Being there to introduce and listen up close to the speakers reminded me of the article published in the Inquirer “Young Afghan women train as midwives for out-of-reach villages” (News, 3/8/23) that I read a few months ago. It reported on how young women are being trained to be midwives as the terrain, topography, and remoteness of the places they come from in now Taliban-run Afghanistan make it difficult for pregnant women to be transported to a health center where they can give birth in ideal conditions. It cited the case of a pregnant woman in labor whose baby boy did not survive as she struggled to walk in the middle of the night to her in-laws’ house, while her husband was desperately looking for an ambulance which, sadly, arrived much too late in that mountainous province of Bamiyan.

That very plight of pregnant women in some parts of Afghanistan is also a reality in many far-off areas of our country. In an archipelago of 7,641 islands where many of its citizens who reside in the remotest of places have no access to nearby hospitals or health facilities, it is essential for each barangay to have at least one midwife to readily help a woman in labor deliver her baby. Ideally, as per the Magna Carta for Public Health Workers, it should be one midwife per 5,000 people.

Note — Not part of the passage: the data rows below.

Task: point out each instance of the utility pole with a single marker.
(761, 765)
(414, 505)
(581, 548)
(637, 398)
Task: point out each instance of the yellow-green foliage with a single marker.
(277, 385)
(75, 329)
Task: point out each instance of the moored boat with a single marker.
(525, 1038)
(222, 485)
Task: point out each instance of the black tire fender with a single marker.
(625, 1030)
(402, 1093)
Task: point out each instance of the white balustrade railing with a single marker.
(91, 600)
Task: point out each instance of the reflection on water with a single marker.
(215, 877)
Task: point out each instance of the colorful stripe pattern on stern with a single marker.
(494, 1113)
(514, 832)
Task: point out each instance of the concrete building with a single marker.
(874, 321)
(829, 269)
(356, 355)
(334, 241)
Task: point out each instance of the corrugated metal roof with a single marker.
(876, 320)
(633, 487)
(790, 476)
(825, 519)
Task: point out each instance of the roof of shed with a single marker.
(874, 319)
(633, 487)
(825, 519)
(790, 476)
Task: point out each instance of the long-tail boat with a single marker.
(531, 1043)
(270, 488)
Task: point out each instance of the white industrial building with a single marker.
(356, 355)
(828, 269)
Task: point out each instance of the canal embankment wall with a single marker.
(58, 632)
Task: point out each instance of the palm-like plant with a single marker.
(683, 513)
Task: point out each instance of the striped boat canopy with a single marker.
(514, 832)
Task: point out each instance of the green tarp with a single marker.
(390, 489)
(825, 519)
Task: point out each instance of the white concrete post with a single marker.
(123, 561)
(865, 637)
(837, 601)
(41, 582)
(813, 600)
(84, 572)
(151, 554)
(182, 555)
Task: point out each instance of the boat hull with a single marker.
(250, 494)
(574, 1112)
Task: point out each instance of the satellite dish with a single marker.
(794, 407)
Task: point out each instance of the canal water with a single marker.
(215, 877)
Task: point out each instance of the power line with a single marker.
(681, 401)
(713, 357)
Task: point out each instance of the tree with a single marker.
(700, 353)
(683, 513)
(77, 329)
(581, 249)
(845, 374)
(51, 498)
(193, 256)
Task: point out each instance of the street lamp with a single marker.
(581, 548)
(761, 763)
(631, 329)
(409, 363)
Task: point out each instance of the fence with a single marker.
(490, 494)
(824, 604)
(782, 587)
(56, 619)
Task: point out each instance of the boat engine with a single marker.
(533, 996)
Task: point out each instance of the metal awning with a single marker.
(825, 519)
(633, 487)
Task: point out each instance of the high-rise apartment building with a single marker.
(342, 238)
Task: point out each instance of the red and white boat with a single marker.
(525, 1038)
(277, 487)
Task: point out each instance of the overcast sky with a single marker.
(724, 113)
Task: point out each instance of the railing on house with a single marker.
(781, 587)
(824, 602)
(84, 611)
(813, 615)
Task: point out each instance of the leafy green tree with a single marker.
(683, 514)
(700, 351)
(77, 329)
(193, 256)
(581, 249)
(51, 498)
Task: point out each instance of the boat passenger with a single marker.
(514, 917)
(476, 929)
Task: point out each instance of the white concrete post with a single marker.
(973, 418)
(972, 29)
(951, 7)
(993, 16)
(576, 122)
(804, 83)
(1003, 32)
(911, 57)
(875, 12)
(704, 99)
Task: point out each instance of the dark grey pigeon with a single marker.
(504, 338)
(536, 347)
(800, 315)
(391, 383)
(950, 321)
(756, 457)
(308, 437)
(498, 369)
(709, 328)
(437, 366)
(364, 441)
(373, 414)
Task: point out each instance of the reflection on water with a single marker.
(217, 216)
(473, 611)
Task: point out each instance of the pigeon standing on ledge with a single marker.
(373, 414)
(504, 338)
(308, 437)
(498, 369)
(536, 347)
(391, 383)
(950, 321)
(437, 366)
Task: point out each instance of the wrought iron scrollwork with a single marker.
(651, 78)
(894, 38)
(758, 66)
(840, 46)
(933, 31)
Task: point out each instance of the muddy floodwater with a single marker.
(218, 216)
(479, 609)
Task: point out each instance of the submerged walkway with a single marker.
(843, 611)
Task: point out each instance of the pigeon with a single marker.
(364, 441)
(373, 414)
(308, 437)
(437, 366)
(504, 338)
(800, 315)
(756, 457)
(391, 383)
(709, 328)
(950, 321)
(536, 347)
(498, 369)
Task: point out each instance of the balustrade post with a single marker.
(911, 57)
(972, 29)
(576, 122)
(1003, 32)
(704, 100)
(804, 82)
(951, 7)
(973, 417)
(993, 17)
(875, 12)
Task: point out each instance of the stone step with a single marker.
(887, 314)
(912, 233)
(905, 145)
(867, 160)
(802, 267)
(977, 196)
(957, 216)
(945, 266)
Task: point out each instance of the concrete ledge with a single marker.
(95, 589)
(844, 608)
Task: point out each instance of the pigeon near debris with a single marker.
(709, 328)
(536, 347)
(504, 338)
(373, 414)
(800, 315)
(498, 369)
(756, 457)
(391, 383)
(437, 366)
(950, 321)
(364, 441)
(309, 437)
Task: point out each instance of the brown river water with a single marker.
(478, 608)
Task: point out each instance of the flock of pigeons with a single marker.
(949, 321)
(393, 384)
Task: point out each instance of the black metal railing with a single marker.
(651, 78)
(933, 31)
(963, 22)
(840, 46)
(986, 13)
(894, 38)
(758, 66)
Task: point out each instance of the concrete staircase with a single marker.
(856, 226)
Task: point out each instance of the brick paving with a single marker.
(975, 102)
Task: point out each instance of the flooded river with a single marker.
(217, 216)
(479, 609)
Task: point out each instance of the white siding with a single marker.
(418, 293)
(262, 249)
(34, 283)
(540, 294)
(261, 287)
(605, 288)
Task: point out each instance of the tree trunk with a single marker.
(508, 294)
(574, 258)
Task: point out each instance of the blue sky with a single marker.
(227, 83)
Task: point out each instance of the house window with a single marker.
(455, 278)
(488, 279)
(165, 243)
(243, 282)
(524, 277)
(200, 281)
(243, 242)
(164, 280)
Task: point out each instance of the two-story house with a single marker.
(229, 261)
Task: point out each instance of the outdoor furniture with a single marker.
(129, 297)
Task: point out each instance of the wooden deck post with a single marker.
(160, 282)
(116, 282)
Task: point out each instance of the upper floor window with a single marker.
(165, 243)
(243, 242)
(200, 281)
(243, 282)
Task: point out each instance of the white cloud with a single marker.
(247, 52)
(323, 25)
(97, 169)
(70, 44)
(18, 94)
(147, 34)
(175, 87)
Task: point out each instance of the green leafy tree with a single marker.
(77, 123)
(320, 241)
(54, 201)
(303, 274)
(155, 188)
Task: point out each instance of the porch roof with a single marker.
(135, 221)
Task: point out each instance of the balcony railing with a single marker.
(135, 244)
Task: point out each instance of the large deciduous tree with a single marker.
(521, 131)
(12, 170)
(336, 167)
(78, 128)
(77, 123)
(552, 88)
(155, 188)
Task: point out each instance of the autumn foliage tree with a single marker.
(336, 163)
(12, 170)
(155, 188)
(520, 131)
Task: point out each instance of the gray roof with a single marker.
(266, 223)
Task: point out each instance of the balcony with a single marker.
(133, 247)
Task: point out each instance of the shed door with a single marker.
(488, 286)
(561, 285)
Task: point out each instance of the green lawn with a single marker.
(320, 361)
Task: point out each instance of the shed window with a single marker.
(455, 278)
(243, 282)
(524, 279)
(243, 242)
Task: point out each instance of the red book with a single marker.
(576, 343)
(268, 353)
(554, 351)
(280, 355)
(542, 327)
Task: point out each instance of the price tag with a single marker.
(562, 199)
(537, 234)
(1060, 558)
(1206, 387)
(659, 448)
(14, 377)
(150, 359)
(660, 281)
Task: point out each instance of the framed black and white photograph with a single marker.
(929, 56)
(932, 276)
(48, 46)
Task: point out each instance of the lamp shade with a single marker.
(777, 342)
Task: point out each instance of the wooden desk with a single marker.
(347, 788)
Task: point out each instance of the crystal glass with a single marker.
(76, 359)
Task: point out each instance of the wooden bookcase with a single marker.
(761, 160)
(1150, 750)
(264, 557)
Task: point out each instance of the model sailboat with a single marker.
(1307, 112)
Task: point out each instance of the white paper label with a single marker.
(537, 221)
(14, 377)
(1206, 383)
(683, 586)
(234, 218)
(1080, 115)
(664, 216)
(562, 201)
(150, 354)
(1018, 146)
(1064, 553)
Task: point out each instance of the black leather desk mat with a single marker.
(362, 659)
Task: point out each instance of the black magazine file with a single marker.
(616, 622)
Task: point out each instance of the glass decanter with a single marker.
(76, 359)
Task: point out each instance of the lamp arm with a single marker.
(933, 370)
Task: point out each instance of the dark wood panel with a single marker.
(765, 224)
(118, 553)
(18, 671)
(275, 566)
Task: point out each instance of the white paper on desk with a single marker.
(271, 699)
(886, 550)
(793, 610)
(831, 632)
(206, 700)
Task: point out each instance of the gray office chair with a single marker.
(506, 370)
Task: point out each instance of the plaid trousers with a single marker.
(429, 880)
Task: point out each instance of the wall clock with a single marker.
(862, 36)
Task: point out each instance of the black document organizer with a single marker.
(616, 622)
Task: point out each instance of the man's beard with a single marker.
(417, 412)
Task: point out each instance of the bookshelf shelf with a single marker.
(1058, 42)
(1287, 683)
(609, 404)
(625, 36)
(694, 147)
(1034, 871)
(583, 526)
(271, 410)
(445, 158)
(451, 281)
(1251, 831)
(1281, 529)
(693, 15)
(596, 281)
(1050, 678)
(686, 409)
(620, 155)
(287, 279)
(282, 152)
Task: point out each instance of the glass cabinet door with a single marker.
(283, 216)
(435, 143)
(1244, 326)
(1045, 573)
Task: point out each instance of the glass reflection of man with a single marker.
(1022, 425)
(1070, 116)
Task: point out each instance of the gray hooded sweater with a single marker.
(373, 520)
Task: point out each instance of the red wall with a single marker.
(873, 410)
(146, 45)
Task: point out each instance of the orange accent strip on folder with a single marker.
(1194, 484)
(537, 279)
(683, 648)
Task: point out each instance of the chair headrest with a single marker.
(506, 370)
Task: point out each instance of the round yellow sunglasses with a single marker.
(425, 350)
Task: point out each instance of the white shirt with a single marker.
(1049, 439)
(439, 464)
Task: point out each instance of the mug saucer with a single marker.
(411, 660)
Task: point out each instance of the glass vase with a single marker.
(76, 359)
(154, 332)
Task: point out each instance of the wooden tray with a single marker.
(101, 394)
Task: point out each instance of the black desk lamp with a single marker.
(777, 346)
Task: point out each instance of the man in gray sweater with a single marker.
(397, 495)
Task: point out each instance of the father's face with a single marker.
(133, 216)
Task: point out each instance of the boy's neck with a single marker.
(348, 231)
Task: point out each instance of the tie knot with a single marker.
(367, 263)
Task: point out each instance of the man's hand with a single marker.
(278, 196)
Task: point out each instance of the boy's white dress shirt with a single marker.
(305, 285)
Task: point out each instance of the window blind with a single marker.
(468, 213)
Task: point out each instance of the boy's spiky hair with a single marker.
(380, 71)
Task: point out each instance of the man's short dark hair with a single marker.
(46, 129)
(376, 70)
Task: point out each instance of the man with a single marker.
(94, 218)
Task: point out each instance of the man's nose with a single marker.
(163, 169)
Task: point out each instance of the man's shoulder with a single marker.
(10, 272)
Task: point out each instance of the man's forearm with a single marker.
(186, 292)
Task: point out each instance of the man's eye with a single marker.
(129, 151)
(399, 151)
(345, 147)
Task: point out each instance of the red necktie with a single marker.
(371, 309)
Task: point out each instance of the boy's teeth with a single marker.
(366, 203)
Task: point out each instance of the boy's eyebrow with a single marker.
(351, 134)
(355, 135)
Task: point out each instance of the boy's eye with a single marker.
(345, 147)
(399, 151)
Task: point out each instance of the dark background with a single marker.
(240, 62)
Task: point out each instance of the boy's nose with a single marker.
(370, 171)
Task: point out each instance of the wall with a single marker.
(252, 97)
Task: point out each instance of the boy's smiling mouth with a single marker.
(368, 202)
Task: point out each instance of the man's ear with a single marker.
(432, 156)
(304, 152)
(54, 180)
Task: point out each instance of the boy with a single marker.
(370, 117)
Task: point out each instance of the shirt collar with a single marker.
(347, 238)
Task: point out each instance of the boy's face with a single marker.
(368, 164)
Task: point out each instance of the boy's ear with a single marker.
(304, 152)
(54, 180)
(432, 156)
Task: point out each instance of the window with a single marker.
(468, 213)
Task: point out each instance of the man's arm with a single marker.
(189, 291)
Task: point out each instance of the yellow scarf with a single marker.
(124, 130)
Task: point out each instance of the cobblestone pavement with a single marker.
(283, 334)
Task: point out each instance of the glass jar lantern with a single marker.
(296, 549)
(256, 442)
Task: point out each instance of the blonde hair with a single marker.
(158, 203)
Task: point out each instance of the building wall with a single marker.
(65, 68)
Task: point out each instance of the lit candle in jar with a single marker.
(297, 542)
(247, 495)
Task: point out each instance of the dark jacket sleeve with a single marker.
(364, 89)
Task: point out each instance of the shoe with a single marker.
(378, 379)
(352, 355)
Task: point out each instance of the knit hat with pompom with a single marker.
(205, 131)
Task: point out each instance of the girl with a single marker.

In her talk, former health assistant secretary Cecil Banca-Santos said: “We (midwives) are the most visible and accessible health professionals, particularly in the GIDAs (geographically isolated and disadvantaged areas). We don’t mind trekking mountainous terrain, crossing rivers and lakes, immersing in rebel-infested areas, riding habal-habal, and riding a motorcycle or scooter to answer the call of duty.”

Considering the lengths they would go to render their service during difficult situations, as well as their significant contribution to the entire health care system, midwives should not be taken for granted or forgotten during important discussions about the welfare of Filipino health workers and medical frontliners. Indeed, as the PLGPMI battle cry goes, “The midwives are worth investing in.”

In the open forum segments of the three-day assembly, some participants did not just ask the speakers questions, but also raised several concerns, one of which the aforementioned editorial brought up—the COVID-19 allowance and health emergency allowance, which some of them have also not yet received to this very day.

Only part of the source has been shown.